À l’approche de la rentrée 2026-2027, le Syndicat national des enseignants-chercheurs de l’Université Omar Bongo (SNEC-UOB) tire la sonnette d’alarme. L’établissement pourrait accueillir plus de 30 000 étudiants dès la prochaine année académique. Or, il ne disposerait actuellement que de 8 000 places assises réellement disponibles sur l’ensemble du campus. Dans un communiqué signé par son président, Mathurin Ovono Ebè, le SNEC-UOB décrit une institution étranglée par la démographie. « L’heure n’est plus aux demi-mesures, mais à l’action d’urgence », prévient le syndicat. Actuellement, l’UOB accueillerait déjà 18 000 étudiants, soit un taux d’occupation avoisinant 225 %. L’arrivée de 15 000 nouveaux bacheliers, ajoutée au retour de Gabonais étudiant en France, aggraverait encore cette pression.

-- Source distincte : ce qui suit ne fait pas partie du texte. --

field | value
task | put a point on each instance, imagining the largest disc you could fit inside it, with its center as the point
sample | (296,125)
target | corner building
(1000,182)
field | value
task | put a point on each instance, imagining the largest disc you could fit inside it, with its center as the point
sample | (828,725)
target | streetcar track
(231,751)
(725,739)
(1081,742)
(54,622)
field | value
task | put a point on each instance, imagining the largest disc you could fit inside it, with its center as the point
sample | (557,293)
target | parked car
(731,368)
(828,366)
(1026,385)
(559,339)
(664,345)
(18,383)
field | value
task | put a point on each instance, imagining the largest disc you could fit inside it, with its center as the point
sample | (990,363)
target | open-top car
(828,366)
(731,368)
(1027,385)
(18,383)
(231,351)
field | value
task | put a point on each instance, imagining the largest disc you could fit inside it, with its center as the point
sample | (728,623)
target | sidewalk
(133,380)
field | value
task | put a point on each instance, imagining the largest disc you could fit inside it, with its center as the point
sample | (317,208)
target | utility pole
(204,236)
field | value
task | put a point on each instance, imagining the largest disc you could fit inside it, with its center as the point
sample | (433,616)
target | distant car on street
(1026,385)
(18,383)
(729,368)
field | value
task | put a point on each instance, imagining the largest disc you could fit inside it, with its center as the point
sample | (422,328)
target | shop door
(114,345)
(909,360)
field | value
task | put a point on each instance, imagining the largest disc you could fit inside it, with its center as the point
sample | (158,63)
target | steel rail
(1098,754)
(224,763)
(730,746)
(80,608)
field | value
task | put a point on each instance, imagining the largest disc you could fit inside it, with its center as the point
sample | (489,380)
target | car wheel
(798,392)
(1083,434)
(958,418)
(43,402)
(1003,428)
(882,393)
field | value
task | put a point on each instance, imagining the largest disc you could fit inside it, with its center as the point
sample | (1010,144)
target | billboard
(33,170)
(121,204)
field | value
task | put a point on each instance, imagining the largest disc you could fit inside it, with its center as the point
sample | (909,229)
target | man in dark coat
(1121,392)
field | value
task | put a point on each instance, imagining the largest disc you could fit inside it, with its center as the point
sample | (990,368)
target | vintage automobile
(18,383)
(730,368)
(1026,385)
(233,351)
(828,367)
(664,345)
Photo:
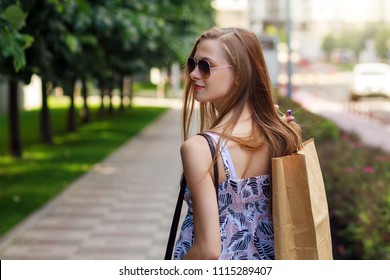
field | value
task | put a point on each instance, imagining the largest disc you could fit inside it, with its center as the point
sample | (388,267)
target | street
(327,91)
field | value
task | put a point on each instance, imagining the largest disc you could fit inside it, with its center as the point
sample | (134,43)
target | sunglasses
(203,66)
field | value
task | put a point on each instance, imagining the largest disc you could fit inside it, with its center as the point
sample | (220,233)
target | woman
(226,73)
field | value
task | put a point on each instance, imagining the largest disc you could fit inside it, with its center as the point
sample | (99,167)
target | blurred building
(311,19)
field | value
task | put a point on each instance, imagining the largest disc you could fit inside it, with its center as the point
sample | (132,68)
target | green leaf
(72,42)
(19,60)
(15,16)
(28,40)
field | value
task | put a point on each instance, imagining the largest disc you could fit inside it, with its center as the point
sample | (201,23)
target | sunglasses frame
(204,72)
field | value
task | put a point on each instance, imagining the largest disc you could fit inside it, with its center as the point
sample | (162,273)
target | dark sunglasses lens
(204,68)
(191,64)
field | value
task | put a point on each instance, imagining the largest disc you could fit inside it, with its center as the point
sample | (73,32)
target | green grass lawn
(28,183)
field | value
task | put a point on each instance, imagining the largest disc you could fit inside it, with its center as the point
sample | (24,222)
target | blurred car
(370,79)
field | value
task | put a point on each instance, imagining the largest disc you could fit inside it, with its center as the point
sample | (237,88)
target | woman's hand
(288,115)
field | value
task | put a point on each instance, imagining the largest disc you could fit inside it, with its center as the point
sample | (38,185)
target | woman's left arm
(197,164)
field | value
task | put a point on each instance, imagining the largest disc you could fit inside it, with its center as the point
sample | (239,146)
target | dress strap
(226,158)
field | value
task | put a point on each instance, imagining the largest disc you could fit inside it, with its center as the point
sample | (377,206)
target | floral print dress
(245,219)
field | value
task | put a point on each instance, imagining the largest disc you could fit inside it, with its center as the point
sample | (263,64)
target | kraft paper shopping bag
(300,208)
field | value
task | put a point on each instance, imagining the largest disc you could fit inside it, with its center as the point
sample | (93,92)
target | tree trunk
(131,82)
(121,94)
(72,110)
(85,116)
(110,107)
(102,93)
(46,133)
(14,123)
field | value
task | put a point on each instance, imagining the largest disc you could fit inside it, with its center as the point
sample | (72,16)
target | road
(328,91)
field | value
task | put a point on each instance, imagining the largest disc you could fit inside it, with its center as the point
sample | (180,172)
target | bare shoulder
(196,145)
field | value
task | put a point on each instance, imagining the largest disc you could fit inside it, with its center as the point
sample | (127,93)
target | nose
(195,74)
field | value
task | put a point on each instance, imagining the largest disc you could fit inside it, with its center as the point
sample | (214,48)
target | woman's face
(215,87)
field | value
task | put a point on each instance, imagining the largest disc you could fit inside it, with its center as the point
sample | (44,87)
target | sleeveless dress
(245,219)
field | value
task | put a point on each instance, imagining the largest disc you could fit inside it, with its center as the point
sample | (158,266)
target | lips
(198,87)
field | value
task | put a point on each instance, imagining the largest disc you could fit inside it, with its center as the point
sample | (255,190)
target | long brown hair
(252,86)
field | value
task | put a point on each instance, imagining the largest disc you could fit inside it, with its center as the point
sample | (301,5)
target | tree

Pour financer une réponse structurelle, le syndicat propose un alignement des frais sur le plancher tarifaire de la zone CEMAC. Concrètement, les droits d’inscription passeraient entre 50 000 et 100 000 FCFA. Sur la base de 70 000 FCFA par étudiant, l’université pourrait ainsi lever près de 2,1 milliards de FCFA. Ces fonds financeraient prioritairement les infrastructures et les laboratoires, à hauteur de 75 %. Le reste couvrirait le fonctionnement courant. Par ailleurs, le SNEC-UOB exige une traçabilité stricte. « Chaque franc issu des inscriptions doit faire l’objet d’une traçabilité absolue », insiste le syndicat. Les recettes seraient logées dans un compte spécial, sous contrôle du Conseil d’administration.

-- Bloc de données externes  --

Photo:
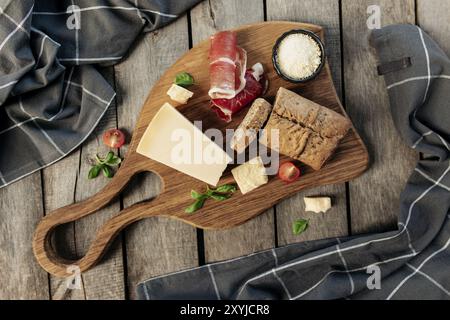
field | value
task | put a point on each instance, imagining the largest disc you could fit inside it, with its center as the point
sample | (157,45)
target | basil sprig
(104,165)
(221,193)
(300,226)
(184,79)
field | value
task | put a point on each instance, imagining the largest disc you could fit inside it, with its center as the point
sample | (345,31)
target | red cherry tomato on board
(288,172)
(114,138)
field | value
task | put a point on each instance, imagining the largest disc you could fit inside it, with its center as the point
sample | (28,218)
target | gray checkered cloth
(51,94)
(412,262)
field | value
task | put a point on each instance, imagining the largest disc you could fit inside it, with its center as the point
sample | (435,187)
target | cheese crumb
(317,204)
(299,56)
(179,94)
(250,175)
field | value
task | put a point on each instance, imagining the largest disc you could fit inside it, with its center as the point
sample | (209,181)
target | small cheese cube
(317,204)
(250,175)
(179,94)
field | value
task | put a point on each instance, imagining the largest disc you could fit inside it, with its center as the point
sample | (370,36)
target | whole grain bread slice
(307,131)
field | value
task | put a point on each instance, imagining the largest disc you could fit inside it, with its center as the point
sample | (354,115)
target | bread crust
(307,131)
(247,131)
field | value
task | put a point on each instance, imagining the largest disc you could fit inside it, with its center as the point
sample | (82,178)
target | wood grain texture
(433,17)
(349,160)
(158,245)
(375,195)
(208,18)
(21,209)
(66,182)
(334,222)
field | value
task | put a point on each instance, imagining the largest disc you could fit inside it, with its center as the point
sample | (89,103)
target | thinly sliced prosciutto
(227,64)
(255,86)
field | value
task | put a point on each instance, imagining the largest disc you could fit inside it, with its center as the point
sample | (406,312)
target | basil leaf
(196,195)
(226,188)
(110,156)
(98,159)
(114,161)
(300,226)
(195,206)
(220,197)
(107,172)
(184,79)
(94,171)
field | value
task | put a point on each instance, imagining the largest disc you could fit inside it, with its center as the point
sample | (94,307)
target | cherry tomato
(288,172)
(114,138)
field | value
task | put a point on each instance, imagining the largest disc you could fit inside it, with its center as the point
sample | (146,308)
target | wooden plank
(374,197)
(21,209)
(259,233)
(334,222)
(66,182)
(158,245)
(432,16)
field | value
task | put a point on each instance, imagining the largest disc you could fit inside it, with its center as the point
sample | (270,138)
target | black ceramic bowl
(275,55)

Une hausse qui interroge sur le plan social
Néanmoins, cette augmentation ne serait pas neutre pour des familles déjà éprouvées financièrement par le coût de la vie. Ainsi, le SNEC-UOB propose parallèlement des bourses sociales ciblées vers les foyers les plus modestes. D’autres pistes sont également évoquées, comme des filières payantes ou le mécénat d’entreprises. Cette diversification semble urgente, puisqu’aucun bâtiment n’aurait été construit depuis 1995. Un bloc pédagogique de 3 milliards de FCFA resterait d’ailleurs à l’arrêt. Sa livraison offrirait pourtant 800 places supplémentaires.
Payer plus, pour quels résultats concrets ?
Cette proposition relance donc le débat sur le financement de l’université publique. Toutefois, une question demeure entière : quelles garanties seront données sur l’usage réel de ces nouvelles recettes ? Le syndicat tente d’y répondre en plaçant la transparence au centre. « Le redressement de l’université ne se fera pas avec des solutions de court terme », avertit-il. Reste désormais au gouvernement gabonais à trancher rapidement ce dossier sensible et complexe. Car au-delà du débat tarifaire, c’est bien l’avenir du premier établissement public gabonais qui se joue. Entre statu quo persistant et réforme structurelle attendue, la décision engage toute la communauté universitaire pour les années à venir.